The film is undeniably modern (“We are in a hotel crawling with reporters. If anyone sees you leave this hotel, I will Brexit your head from your body,” Sarah Shahi’s chief of staff warns in the trailer), but López turned to romantic comedies of the past as inspiration: screwball affairs from the ’30s and ’40s like Bringing Up Baby and Sullivan’s Travels, as well as more recent hits like When Harry Met Sally or Moonstruck. All of those films revolve around “very smart, very clever people who often find themselves in over their heads, and the only way to really get themselves out of trouble is to talk their way out,” he explains.
Then there was the matter of finding his leads, roles that have been fancast since the book’s 2019 release. For Henry, a man born to privilege and often spiteful of that fact, López sought someone who would “protect” the character. “Without realizing it, Nick taught me that I was in search of someone who would take care of Henry,” he says. “It felt very safe putting Henry into Nick’s hands.” As for Alex, the rowdier of the two, it was about casting an actor who could “transform himself” over the film’s two-hour run time. “Taylor’s a little more like Alex than Nick is like Henry. But Taylor is not as much of a human cannonball as Alex is,” López says. “And to watch Taylor in the audition process become that reckless and energetic creature was actually really, really fun.” Now, he says, “I genuinely cannot imagine any other two actors other than these two playing these parts.”
Like Alex and Henry, López had to straddle the two high-powered worlds of a US presidency (embodied by Uma Thurman) and British monarchy (that would be Stephen Fry). Luckily, he’s had some experience with foreign affairs. “I’d seen every episode of The West Wing,” says López, who was also a writer on Aaron Sorkin’s HBO series The Newsroom. “I’d seen every movie that was ever set inside the Oval Office. And I’d been living in the UK for a while, so I had a slightly-better-than-an-outsider’s understanding of British culture.”
From the outset, there were two scenes considered make-or-break. One was the wedding cake food fight, a chaotic sequence that, ironically enough, had to be carefully choreographed. Those three days of filming contained “the least bit of goofing off on set,” López explains. “We really had no room for error. And so we all really approached that with a sense of seriousness, which I hope does not in any way translate onscreen.” Then there was Alex and Henry’s romantic stroll through London’s Victoria & Albert Museum. “It’s sort of a dream come true—your own personal night at the museum,” he says of the late-night shoot. “So that was less daunting than an endurance test, but it was just such a magical night for us.

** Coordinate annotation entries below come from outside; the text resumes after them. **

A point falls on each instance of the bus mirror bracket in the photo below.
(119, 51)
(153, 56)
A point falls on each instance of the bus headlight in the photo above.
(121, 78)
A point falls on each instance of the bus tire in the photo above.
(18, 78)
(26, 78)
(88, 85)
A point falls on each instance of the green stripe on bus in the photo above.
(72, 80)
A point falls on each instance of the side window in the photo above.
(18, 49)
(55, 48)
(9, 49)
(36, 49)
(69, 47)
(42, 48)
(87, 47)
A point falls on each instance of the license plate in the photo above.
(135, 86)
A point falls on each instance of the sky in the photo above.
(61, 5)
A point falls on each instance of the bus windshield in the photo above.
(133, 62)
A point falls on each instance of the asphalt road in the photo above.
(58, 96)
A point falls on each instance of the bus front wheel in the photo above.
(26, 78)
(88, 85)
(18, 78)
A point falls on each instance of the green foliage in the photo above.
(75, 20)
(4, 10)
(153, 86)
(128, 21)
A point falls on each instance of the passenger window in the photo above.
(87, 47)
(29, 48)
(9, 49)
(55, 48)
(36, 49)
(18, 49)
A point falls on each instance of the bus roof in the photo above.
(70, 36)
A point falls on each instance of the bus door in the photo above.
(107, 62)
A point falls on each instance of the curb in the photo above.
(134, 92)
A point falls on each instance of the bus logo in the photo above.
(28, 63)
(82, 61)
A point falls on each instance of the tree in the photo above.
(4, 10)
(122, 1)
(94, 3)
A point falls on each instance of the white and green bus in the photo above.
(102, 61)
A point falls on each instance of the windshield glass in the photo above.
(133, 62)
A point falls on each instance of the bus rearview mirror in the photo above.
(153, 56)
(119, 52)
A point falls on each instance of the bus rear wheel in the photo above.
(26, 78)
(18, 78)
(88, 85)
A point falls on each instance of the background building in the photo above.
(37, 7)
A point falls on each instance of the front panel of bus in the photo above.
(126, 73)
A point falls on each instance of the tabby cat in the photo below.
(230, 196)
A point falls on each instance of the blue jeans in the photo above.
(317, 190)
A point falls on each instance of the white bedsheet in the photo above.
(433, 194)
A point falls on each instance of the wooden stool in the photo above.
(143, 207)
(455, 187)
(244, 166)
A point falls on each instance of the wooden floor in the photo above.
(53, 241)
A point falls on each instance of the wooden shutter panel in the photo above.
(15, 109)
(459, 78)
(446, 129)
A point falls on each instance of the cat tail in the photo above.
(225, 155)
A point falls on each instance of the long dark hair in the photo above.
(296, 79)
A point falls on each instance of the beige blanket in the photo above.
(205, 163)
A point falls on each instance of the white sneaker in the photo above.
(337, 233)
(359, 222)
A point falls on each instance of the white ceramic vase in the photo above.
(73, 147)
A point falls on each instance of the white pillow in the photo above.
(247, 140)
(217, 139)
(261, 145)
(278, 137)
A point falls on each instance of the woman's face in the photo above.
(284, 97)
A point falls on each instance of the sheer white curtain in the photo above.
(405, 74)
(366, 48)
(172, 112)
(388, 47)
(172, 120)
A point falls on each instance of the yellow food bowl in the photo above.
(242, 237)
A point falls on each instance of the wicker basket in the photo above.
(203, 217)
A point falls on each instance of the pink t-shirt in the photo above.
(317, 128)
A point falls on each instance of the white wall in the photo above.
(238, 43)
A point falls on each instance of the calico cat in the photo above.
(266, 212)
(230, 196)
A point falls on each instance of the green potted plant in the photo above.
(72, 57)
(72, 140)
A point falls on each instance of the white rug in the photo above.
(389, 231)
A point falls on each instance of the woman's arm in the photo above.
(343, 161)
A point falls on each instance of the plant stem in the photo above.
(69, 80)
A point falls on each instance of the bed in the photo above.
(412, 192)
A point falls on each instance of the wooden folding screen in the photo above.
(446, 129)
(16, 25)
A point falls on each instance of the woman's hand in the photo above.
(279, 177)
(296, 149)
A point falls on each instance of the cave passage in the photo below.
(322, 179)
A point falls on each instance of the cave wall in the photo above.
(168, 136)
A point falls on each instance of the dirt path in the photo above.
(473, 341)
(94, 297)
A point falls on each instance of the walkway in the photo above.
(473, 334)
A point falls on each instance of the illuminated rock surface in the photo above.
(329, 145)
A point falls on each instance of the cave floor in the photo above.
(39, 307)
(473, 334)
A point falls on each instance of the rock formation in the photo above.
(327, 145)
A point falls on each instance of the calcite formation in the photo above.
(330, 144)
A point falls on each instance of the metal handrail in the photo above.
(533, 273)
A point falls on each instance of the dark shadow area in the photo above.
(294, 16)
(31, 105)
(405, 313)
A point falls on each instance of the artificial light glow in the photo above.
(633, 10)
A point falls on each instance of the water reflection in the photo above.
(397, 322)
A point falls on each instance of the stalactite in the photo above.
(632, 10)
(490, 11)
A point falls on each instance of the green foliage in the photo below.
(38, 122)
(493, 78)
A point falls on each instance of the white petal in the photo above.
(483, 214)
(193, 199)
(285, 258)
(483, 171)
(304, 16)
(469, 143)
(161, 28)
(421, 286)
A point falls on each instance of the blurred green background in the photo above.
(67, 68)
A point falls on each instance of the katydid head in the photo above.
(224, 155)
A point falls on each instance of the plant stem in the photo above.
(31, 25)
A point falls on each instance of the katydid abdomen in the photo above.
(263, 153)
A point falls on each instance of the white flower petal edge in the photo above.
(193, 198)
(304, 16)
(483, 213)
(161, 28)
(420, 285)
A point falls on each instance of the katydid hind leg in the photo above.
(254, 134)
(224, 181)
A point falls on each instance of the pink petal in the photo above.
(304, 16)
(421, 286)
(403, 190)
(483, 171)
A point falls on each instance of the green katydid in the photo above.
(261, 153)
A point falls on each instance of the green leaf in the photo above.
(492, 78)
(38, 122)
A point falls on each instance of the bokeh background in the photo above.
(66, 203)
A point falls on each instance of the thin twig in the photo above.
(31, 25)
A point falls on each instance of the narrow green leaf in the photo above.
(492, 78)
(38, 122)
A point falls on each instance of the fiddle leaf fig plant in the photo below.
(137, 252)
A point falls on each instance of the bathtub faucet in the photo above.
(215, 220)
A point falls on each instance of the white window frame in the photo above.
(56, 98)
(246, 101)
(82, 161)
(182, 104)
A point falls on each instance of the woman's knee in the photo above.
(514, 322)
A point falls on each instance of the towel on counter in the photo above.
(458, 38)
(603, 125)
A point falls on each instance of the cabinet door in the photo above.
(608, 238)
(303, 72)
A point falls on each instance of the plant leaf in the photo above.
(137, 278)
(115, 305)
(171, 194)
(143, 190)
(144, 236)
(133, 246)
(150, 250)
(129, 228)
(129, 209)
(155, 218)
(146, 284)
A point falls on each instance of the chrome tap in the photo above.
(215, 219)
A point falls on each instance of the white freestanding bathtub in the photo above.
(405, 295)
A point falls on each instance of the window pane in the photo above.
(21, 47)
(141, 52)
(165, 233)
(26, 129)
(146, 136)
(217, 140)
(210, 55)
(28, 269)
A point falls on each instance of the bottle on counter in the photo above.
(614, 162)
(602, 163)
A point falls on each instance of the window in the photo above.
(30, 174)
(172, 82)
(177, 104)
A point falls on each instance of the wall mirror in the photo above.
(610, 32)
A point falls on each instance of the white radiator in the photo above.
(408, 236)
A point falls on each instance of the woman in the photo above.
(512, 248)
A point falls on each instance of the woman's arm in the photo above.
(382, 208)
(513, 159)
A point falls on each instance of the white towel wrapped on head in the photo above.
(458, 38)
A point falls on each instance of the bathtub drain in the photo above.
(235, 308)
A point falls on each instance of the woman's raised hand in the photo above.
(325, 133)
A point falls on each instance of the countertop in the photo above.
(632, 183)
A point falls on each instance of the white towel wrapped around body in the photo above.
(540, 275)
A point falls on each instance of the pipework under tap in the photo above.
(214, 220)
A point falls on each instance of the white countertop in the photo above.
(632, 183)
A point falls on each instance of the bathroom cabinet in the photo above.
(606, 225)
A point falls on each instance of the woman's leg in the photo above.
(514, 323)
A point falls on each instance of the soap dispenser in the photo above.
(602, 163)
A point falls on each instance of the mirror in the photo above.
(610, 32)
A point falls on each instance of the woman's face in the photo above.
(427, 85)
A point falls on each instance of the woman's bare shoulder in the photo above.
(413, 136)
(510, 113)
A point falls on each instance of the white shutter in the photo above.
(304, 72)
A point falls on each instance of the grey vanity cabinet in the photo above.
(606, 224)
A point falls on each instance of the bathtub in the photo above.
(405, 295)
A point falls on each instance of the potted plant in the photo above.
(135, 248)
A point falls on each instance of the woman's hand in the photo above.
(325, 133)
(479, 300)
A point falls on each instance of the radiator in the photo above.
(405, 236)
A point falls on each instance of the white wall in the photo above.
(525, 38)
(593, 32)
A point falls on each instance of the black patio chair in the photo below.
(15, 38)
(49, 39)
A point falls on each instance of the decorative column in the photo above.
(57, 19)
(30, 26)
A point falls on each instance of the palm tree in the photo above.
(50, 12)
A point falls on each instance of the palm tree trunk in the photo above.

And I hope that did translate onto screen.”
Both of those moments live vibrantly in the minds of those who love Red, White & Royal Blue—an impassioned group of people bringing all of their enthusiasm to the movie version when it premieres August 11 on Prime Video. But the film’s director isn’t nervous about answering to an opinionated, online fan base.
“It’s absolutely undeniable that the fans love the book for the same reasons that I do, so I think of myself as one of them,” says López, who himself was excitedly making plans to see Barbie with his husband at the start of our conversation. “You could argue that I’m such a rabid, passionate fan that I made the most expensive bit of fan fiction ever. I hope the fans take solace from the fact that one of them has made this movie.”